« Le goût d’un vin peut être “sublimé” par les paysages de son terroir, que nos souvenirs font ressurgir dès la première gorgée » (Jean Paul Pigeat, 2000). En proposant les résultats de quelques études menées durant les dernières années, dans ma communication, j’essaie de vérifier l’affirmation de Pigeat, c’est-à-dire le rôle du paysage (ou de son imaginaire) dans l’exaltation, l’avilissement de la valeur du vin. On sait qu’il existe des imaginaires collectifs sur les paysages, viticoles et non, capables d’influencer les préférences des consommateurs. Même au niveau commercial, certaines régions viticoles beneficient de cette aptitude et, dans certains cas, ont devéloppé des stratégies marketing « vin-territorial » très puissantes, centrées sur le paysage. Mais jusqu’à quel point ont-elles la capacité d’influence du paysage ? Peuvent-elles jouer un rôle même au moment de la dégustation ? Et en cas affirmatif, quels sont les élements du paysage qui poussent vers une perception positive ou négative, et pourquoi ?
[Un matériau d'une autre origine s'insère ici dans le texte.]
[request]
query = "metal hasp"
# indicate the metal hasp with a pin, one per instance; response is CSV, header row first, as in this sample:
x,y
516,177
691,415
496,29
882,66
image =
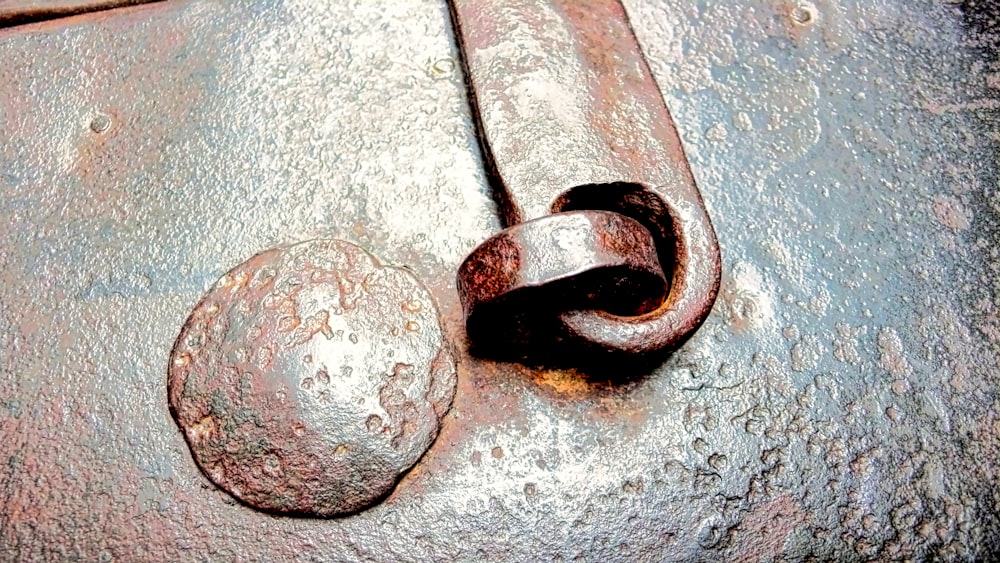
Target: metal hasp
x,y
571,120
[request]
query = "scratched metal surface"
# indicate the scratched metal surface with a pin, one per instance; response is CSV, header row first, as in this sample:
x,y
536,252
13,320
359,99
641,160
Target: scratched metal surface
x,y
839,403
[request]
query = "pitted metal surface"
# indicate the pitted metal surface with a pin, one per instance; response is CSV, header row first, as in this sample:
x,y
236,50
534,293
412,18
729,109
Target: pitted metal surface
x,y
310,378
840,402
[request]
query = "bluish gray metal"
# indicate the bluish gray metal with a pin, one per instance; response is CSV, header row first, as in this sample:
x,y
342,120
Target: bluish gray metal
x,y
839,403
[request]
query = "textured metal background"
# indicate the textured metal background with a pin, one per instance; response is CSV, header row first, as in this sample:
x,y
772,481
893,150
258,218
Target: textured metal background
x,y
840,402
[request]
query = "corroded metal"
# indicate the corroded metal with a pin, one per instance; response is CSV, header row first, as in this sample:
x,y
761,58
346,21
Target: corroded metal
x,y
310,378
18,12
840,403
570,119
515,285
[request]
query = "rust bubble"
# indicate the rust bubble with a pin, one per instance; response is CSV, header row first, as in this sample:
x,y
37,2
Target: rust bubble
x,y
304,423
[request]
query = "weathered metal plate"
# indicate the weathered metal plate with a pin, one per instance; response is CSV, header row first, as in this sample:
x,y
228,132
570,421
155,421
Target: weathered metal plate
x,y
840,402
15,12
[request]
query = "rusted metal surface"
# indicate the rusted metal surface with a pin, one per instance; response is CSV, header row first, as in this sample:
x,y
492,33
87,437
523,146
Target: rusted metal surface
x,y
310,378
19,12
570,118
840,401
515,286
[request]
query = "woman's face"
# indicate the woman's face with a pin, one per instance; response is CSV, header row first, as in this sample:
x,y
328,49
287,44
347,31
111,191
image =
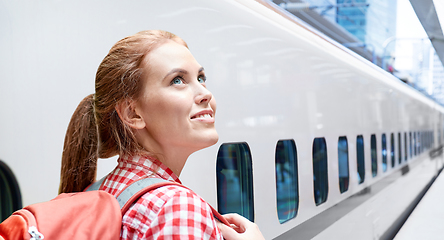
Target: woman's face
x,y
177,108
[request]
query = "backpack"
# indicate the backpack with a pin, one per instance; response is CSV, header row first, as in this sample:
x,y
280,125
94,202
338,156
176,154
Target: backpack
x,y
93,214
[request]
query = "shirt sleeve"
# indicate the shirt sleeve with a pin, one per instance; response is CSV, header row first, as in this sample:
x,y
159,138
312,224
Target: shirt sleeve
x,y
170,212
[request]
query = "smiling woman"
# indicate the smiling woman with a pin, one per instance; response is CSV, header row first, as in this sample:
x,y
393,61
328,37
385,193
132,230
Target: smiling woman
x,y
152,108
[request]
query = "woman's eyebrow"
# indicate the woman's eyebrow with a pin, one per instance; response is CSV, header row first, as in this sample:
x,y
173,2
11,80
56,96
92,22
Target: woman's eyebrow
x,y
176,70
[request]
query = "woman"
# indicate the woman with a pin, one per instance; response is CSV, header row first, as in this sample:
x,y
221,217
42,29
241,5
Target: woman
x,y
152,108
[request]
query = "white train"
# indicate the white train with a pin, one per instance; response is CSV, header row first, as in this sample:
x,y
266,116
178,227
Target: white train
x,y
315,142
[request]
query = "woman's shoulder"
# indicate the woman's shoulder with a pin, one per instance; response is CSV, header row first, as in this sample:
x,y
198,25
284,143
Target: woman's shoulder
x,y
175,195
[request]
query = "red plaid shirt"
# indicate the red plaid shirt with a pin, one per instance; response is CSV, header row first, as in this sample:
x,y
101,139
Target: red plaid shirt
x,y
169,212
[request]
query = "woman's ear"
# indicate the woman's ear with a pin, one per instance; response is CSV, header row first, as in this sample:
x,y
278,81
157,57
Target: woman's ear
x,y
127,113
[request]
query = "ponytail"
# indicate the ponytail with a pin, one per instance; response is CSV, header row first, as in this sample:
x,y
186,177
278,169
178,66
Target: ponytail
x,y
95,129
79,157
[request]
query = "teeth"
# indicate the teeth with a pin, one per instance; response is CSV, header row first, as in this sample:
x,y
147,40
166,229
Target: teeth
x,y
204,116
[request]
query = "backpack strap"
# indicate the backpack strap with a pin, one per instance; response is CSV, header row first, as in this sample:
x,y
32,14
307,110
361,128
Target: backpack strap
x,y
137,189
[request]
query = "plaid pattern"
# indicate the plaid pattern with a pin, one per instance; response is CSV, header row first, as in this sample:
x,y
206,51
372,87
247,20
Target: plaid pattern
x,y
169,212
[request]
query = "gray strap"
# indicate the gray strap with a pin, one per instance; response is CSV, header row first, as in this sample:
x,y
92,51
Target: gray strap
x,y
129,191
95,186
135,187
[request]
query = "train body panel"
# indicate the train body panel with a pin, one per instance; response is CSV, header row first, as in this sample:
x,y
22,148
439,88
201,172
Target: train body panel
x,y
273,79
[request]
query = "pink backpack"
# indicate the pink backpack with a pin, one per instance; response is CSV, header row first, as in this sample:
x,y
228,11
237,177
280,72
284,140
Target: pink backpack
x,y
93,214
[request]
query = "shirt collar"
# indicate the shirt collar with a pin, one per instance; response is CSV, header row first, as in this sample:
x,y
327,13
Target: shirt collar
x,y
150,165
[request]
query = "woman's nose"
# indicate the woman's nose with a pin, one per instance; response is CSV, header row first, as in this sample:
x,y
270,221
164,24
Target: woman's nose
x,y
203,95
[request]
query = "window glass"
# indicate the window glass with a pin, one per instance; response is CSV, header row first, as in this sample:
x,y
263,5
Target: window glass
x,y
343,164
10,197
392,149
360,159
399,148
384,153
414,144
374,155
418,142
320,171
405,147
235,180
286,180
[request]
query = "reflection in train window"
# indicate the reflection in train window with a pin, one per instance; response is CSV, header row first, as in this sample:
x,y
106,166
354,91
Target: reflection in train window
x,y
414,143
384,153
286,180
360,158
405,147
343,164
418,142
320,171
10,197
374,155
235,180
399,148
392,149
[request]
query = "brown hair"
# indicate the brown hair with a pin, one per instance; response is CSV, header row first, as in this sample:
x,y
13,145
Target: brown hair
x,y
95,130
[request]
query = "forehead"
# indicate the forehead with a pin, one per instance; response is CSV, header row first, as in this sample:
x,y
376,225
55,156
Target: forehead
x,y
168,56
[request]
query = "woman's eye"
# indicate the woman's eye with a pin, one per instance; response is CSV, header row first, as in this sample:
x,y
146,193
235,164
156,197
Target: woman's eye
x,y
202,79
177,80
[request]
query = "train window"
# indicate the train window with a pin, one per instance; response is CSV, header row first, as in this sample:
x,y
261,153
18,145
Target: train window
x,y
399,148
384,152
418,142
360,158
405,147
343,164
10,197
235,180
374,155
392,149
286,180
414,143
320,171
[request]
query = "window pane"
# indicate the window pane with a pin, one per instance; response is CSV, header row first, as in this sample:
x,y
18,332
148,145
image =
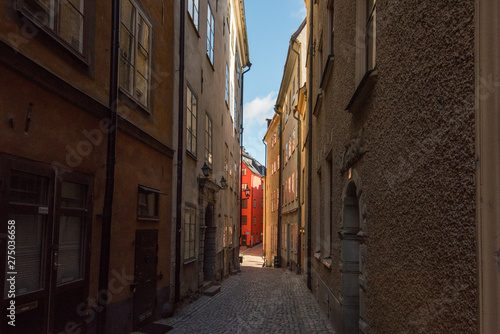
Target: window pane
x,y
29,251
142,61
73,195
44,10
78,4
71,25
127,46
70,250
27,188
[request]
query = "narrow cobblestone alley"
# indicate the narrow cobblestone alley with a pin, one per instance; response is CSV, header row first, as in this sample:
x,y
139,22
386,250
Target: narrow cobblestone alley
x,y
257,300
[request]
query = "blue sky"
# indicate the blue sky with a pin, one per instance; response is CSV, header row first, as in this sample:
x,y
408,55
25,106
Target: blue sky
x,y
270,24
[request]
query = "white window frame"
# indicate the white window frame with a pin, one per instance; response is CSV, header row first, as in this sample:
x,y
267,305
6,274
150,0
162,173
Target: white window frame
x,y
189,232
137,48
194,12
210,35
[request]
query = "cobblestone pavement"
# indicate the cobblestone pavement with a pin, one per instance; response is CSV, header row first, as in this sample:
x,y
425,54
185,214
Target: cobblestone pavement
x,y
257,300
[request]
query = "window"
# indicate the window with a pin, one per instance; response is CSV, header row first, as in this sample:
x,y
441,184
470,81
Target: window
x,y
147,203
193,9
231,179
227,85
64,19
208,140
192,115
230,232
135,47
366,37
226,162
189,232
224,232
331,19
210,35
370,34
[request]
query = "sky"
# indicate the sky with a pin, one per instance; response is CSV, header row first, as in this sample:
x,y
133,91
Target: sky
x,y
270,24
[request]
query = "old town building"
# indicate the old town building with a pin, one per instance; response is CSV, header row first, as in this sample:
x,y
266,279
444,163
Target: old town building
x,y
399,229
215,54
252,201
86,259
487,120
271,191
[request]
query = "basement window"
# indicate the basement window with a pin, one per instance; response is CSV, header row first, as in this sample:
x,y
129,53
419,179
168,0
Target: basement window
x,y
147,203
64,20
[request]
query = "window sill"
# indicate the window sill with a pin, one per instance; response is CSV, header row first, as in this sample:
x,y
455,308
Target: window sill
x,y
194,25
327,262
317,105
148,219
327,73
210,62
191,155
132,103
362,91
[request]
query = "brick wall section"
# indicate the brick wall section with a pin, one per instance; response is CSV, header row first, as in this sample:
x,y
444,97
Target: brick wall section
x,y
418,174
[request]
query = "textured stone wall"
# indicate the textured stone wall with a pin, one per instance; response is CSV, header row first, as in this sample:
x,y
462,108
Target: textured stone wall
x,y
418,174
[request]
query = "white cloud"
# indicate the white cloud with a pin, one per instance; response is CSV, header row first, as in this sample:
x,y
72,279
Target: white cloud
x,y
301,13
260,108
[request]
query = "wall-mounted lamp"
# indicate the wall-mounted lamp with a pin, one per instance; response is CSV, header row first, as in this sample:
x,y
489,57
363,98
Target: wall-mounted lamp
x,y
28,118
223,183
205,169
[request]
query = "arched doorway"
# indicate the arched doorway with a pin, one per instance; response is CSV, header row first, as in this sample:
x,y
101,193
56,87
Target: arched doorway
x,y
210,245
350,269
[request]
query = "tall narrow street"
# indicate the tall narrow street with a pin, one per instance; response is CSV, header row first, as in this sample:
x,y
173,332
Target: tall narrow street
x,y
257,300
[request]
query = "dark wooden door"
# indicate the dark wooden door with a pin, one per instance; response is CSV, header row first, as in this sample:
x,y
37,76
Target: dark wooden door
x,y
51,216
146,260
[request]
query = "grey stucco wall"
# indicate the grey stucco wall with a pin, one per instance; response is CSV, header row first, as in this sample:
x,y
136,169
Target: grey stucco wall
x,y
418,173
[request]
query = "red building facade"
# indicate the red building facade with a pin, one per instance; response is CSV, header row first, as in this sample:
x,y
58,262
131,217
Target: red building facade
x,y
252,203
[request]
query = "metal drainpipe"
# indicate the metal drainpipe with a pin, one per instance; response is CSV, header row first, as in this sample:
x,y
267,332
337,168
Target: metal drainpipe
x,y
309,153
180,154
278,241
249,65
107,212
299,221
264,192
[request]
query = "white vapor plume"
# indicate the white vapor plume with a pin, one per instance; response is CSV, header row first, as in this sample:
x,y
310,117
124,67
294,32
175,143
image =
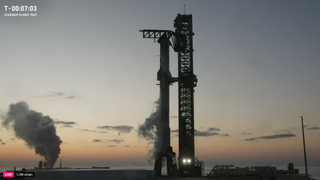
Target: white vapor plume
x,y
149,130
36,130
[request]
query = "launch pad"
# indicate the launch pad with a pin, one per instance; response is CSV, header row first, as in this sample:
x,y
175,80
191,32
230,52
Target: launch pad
x,y
182,42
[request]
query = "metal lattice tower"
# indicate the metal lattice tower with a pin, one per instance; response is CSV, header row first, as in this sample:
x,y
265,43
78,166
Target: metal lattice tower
x,y
187,81
182,43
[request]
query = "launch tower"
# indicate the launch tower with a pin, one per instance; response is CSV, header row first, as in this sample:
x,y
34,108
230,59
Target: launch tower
x,y
182,42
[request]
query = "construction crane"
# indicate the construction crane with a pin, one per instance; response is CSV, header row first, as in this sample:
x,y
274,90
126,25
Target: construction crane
x,y
182,42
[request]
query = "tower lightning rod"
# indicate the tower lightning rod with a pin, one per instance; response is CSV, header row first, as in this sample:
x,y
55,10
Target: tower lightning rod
x,y
304,148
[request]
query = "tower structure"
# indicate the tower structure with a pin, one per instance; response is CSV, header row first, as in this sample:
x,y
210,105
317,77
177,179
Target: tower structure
x,y
182,42
187,82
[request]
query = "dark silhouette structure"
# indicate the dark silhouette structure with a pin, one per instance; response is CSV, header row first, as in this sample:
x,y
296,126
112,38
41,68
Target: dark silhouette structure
x,y
182,42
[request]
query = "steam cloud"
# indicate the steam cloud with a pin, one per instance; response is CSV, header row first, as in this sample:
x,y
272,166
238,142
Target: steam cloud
x,y
149,130
36,130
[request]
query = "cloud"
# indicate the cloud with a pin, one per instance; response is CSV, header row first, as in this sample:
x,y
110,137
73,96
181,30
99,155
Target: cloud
x,y
96,140
245,133
87,130
71,97
65,123
120,129
116,140
60,94
54,94
275,136
314,128
213,129
207,133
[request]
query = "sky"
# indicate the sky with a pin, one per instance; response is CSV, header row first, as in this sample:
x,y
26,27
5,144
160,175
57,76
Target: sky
x,y
86,66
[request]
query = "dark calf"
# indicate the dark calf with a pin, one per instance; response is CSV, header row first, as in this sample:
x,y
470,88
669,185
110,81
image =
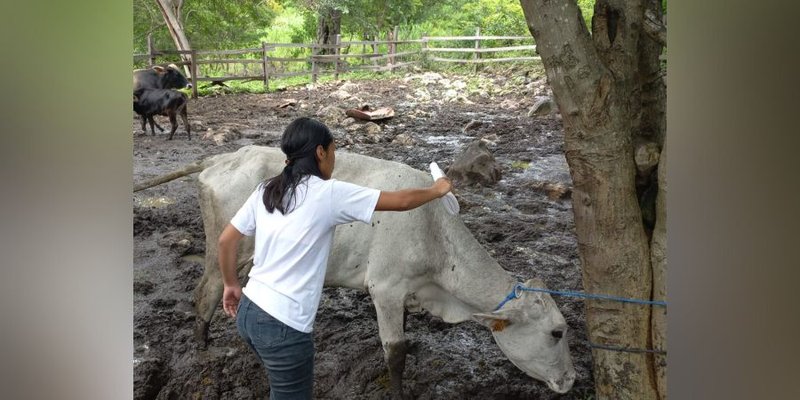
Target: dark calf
x,y
150,102
169,77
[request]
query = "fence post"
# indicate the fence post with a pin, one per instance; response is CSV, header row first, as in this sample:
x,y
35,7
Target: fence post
x,y
424,54
375,39
476,55
151,50
393,48
193,68
337,52
313,63
266,68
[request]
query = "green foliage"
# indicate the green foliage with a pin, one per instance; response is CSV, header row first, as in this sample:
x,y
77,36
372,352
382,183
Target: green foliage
x,y
587,10
208,24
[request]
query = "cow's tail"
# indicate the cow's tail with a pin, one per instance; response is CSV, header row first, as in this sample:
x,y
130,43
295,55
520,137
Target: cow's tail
x,y
187,170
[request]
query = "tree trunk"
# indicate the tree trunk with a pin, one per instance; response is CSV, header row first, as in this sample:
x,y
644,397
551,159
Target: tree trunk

Pour étudier la relation vin-paysage du point de vue de la perception sensorielle, à partir de 2007 (Tomasi, 2007), le « Centre de recherche pour la viticulture de Conegliano Veneto» a organisé des séances de dégustation à l’aveugle, accompagnées par la vision de différentes images de paysage. Les résultats ont été très parlants : les vins (même de mauvaise qualité) associés à un « beau paysage » ont été préferés aux vins associés à un paysage banal. Plus tard, d’autres essais ont confirmé ces conclusions et ont permis d’évaluer les typologies de paysage les plus performantes (Tomasi et al., 2010 ; Tempesta et al., 2010).

Dans d’autres circonstances, j’ai répeté ce genre d’étude avec des échantillons de personnes très différents. Des épreuves conduites avec 27 étudiants universitaires au niveau œno-culturel à peu près « nul », un groupe de 14 personnes un peu plus « évolué » et 70 sommeliers de l’Association italienne des sommeliers (AIS, niveau « pro »), ont fourni des résultats comparables à ceux obtenus par le Centre de Conegliano Veneto. Presque toujours, un vin obtient un score plus élevé lorsqu’il est associé à un paysage de qualité. En plus, la relation semble être active dans tous les niveaux de la perception sensorielle (visuelle, olfactive, gustative) avec une possible accentuation du degré d’influence du paysage dans le niveau olfactif.

Dans les essais, quelques images ont été choisies, avec l’aide des psychologues, afin de comprendre quels sont les éléments positifs ou défiguratifs des paysages viticoles qui pèsent sur le score d’un vin, et quels sont les points de vue sur les paysages viticoles préférés par les observateurs-dégustateurs. Les résultats semblent confirmer les théories de la psychologie environnementale sur la perception du paysage. Les éléments qui définissent un paysage viticole traditionnel bien conservé (par exemple : présence de hameaux, d’architectures rurales traditionnelles et d’architectures religieuses historiques, d’architectures monumentales, mais aussi des piquets en matériaux traditionnels, des murs en pierre sèche, des petits chemins, etc.) jouent un rôle positif. Il s’agirait d’éléments qui se rapportent à la perception affective, celle qui détermine des jugements liés au contexte socio-culturel historique de l’homme (européen).

En même temps, les paysages « ouverts », d’une certaine complexité mais cohérents, c’est-à-dire avec des éléments interprétables, des paysages capables de produire de la curiosité et les paysages avec une composante de naturalité ont été préferés aux vignes modernes, monotones et aux paysages viticoles désordonnés. On retrouverait ici des éléments (la nature , le vert, l’espace ouvert, l’équilibre, la cohérence) qui appartiennent, selon la théorie de Jay Appleton (1975), à notre patrimoine biologique, liés à la survivance de l’homme dans le milieu de la savane pendant des millions d’années. Pour le moment, ces résultats doivent être considérés comme des axes de recherche d’un certain intérêt mais avec des questions ouvertes, même d’un point de vue méthodologique. D’autres recherches seront nécessaires pour confirmer ou non ces résultats et pour verifier leurs validité géographique au-délà de l’Italie.